Telecom operators worry as Dhaka plans tough law

Sunday, June 13, 2010

DHAKA - Investors and telecom service operators in Bangladesh are worried at the government’s move to bring in a stringent law that has provision of arrest without warrant, no scope for appeal and a heavy fine, to punish wrongdoers.

The government has moved to amend the telecommunication law to punish telecom operators without giving them scope for challenging the regulator’s decision.

The Bangladesh Telecommunication (Amendment) Act 2010, already approved by the cabinet, will be placed in parliament to have a stringent legal framework for telecom operators.
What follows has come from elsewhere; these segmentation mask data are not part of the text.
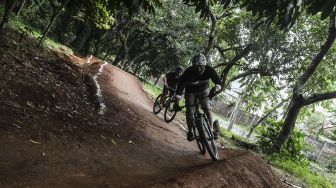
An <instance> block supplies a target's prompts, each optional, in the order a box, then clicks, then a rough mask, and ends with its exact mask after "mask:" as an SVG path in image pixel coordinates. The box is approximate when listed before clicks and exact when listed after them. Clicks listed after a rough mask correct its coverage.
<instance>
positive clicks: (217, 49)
mask: <svg viewBox="0 0 336 188" xmlns="http://www.w3.org/2000/svg"><path fill="white" fill-rule="evenodd" d="M250 45H252V44H248V45H246V46H245V47H244V49H243V50H242V51H241V52H240V53H246V52H245V50H246V48H251V47H252V46H250ZM214 47H215V48H216V49H217V50H218V52H219V53H220V54H221V55H222V57H223V58H224V57H225V56H224V52H227V51H230V50H237V49H239V47H238V46H234V47H230V48H225V49H222V48H221V47H220V46H218V45H215V46H214ZM248 50H252V49H248ZM248 52H249V51H248ZM238 55H240V54H238ZM242 56H245V54H243V55H242ZM235 58H238V60H239V59H240V58H241V57H237V56H236V57H234V59H235ZM229 64H230V62H229V63H227V62H225V63H220V64H218V65H216V66H214V69H216V68H218V67H221V66H227V65H229Z"/></svg>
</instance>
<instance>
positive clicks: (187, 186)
mask: <svg viewBox="0 0 336 188" xmlns="http://www.w3.org/2000/svg"><path fill="white" fill-rule="evenodd" d="M15 38H16V36H15V34H10V35H8V36H7V41H8V43H7V45H6V46H2V47H0V50H1V54H0V65H1V72H0V86H1V87H0V117H1V118H0V151H1V153H0V187H4V188H6V187H34V188H35V187H37V188H39V187H41V188H44V187H78V188H85V187H88V188H92V187H282V185H281V181H280V180H279V178H278V177H277V176H276V175H275V174H274V173H273V172H272V170H271V168H270V167H269V165H268V164H267V163H266V162H265V161H263V160H262V159H261V158H260V157H258V156H257V155H255V154H253V153H251V152H248V151H242V150H229V149H222V150H221V151H220V156H221V160H220V161H219V162H215V163H214V162H212V160H211V159H210V157H208V156H203V155H200V154H199V152H198V150H197V147H196V144H195V143H193V142H188V141H186V139H185V133H184V131H183V130H182V129H181V128H180V127H179V126H177V125H175V124H174V123H172V124H166V123H164V121H162V118H160V117H158V116H156V115H154V114H153V113H151V105H152V101H151V100H150V99H149V98H148V97H147V95H146V93H145V92H144V91H143V89H142V87H141V84H140V82H139V81H138V80H137V78H135V77H134V76H132V75H130V74H128V73H126V72H124V71H122V70H120V69H118V68H116V67H113V66H112V65H109V64H108V65H106V66H104V70H103V72H102V74H101V75H100V76H99V77H98V79H97V80H98V82H99V83H100V87H101V89H102V95H103V102H104V104H105V105H106V110H105V112H104V114H102V115H101V114H99V113H98V108H99V104H98V103H97V101H95V99H94V96H93V95H94V93H95V91H94V88H95V87H94V84H93V81H92V78H90V77H89V76H87V75H94V74H96V72H97V71H98V70H99V68H100V65H101V64H102V62H101V61H99V60H98V59H96V58H92V59H90V63H87V62H88V60H87V59H81V58H78V57H74V56H65V55H63V54H62V53H61V52H57V53H54V52H50V51H38V50H37V49H36V50H31V49H29V46H25V45H21V44H17V43H16V42H15ZM23 43H24V44H30V45H31V44H32V43H34V41H32V40H31V39H25V40H24V41H23Z"/></svg>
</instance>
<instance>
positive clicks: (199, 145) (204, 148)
mask: <svg viewBox="0 0 336 188" xmlns="http://www.w3.org/2000/svg"><path fill="white" fill-rule="evenodd" d="M193 132H194V136H195V140H196V143H197V146H198V149H199V150H200V153H201V154H203V155H205V151H206V150H205V145H204V143H203V140H202V138H201V136H200V134H199V131H198V129H197V127H196V126H194V127H193Z"/></svg>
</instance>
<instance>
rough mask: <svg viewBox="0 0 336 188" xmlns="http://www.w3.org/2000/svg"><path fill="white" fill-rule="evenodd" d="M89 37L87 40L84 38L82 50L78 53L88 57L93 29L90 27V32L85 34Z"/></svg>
mask: <svg viewBox="0 0 336 188" xmlns="http://www.w3.org/2000/svg"><path fill="white" fill-rule="evenodd" d="M87 34H88V35H89V37H88V38H86V40H85V42H84V45H83V48H82V49H81V50H80V53H81V54H82V55H84V56H87V55H89V53H90V47H91V41H92V37H93V29H92V26H90V30H89V32H88V33H87Z"/></svg>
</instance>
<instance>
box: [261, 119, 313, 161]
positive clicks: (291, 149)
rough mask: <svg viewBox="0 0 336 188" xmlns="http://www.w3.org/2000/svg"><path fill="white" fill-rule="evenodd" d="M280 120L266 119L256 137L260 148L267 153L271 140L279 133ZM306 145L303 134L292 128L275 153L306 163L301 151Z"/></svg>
mask: <svg viewBox="0 0 336 188" xmlns="http://www.w3.org/2000/svg"><path fill="white" fill-rule="evenodd" d="M282 125H283V122H282V121H273V120H267V121H266V125H264V126H263V128H262V130H261V134H260V135H259V136H258V137H257V139H258V141H257V144H258V145H259V147H260V148H261V150H262V151H263V152H265V153H268V151H269V150H270V148H271V146H272V144H273V140H274V139H275V138H276V137H277V136H278V135H279V133H280V130H281V127H282ZM306 145H308V144H307V143H306V142H305V140H304V134H303V133H301V132H299V131H297V130H296V129H294V131H293V134H292V135H291V136H290V138H289V139H288V141H287V142H286V144H285V145H284V146H283V147H282V148H281V150H280V152H279V153H277V154H275V155H278V156H279V157H280V158H283V159H291V160H294V161H298V162H303V163H307V160H306V158H305V157H304V155H303V153H302V151H303V149H304V148H305V146H306Z"/></svg>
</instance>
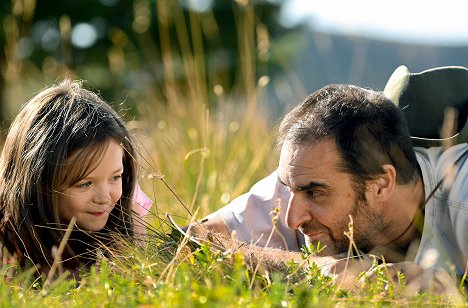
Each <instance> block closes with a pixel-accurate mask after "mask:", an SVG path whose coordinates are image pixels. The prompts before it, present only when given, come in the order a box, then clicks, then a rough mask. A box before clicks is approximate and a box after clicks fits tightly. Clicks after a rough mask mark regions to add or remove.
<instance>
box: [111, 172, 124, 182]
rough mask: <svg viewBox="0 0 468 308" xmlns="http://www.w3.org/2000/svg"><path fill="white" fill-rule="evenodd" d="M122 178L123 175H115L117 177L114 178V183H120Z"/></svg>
mask: <svg viewBox="0 0 468 308" xmlns="http://www.w3.org/2000/svg"><path fill="white" fill-rule="evenodd" d="M121 178H122V175H121V174H119V175H115V176H114V177H113V178H112V180H113V181H119V180H120V179H121Z"/></svg>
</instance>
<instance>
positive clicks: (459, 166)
mask: <svg viewBox="0 0 468 308" xmlns="http://www.w3.org/2000/svg"><path fill="white" fill-rule="evenodd" d="M414 150H415V152H416V157H417V159H418V163H419V165H420V167H421V169H427V168H429V169H431V170H446V169H447V168H449V167H451V166H454V165H457V167H458V168H457V169H460V168H461V167H462V166H464V165H465V164H467V161H468V159H467V158H468V143H462V144H457V145H454V146H451V147H449V148H446V149H444V148H443V147H431V148H418V147H417V148H414Z"/></svg>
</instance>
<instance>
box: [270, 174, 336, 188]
mask: <svg viewBox="0 0 468 308" xmlns="http://www.w3.org/2000/svg"><path fill="white" fill-rule="evenodd" d="M278 182H279V183H280V184H282V185H284V186H286V187H287V186H288V185H287V184H286V183H285V182H283V180H281V178H280V177H279V176H278ZM313 188H328V185H327V184H324V183H318V182H310V183H309V184H307V185H304V186H298V187H293V189H295V190H298V191H304V190H310V189H313Z"/></svg>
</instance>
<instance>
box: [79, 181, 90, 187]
mask: <svg viewBox="0 0 468 308" xmlns="http://www.w3.org/2000/svg"><path fill="white" fill-rule="evenodd" d="M75 186H76V187H78V188H86V187H89V186H91V182H85V183H79V184H76V185H75Z"/></svg>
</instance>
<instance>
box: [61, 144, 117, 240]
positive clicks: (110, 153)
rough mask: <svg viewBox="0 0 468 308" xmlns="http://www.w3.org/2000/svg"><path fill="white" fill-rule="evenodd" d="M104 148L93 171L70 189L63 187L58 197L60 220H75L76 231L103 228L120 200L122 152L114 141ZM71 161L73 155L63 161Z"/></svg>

The bill proposes unilateral changes in clauses in an operator’s licence by the regulator and arrest of telecom stakeholders without any warrant, The Daily Star said Sunday. It also has the provision of slapping a fine of Taka three billion ($43.2 million) as punishment.

It also has a few clauses outlining the way to bring VoIP (voice over internet protocol) business under a legal framework.

If the bill gets through, telecom operators will not have a chance to appeal against the regulator’s decision, the newspaper said quoting unnamed legal experts.

All offences would be considered cognisable and the regulator or police could file a case even on suspicion, and arrest any operator official without a warrant.

Telecommunication penetration is only 34 percent in Bangladesh. More than 56 million people now use mobile service while about 1 million people have access to the internet.

Among the recent entrants in Bangladesh’s telecom field is India’s Bharti Airtel, that acquired stake in Warid Telecom and will be investing in telecom infrastructure.

European Union, International Telecommunication Union (ITU) and investors in telecom sector in Bangladesh had sought the prime minister’s intervention to have a law that will help increase telecom penetration in the country.

Telecom and ICT stakeholders in several meetings with government officials have urged that the provisions of harsh punishment be dropped.

Oddvar Hesjedal, chief executive officer of Grameenphone, said: “We cannot go for appeal against any decision taken by BTRC (Bangladesh Telecommunication Regulatory Commission). This seems unconstitutional.”

Hesjedal said many operators are hesitating to go for 3G (third-generation mobile technology) because of the proposed amendment.

Hasanul Haq Inu, chairman of the parliamentary standing committee on post and telecommunications ministry, said the committee would oppose the proposed amendment.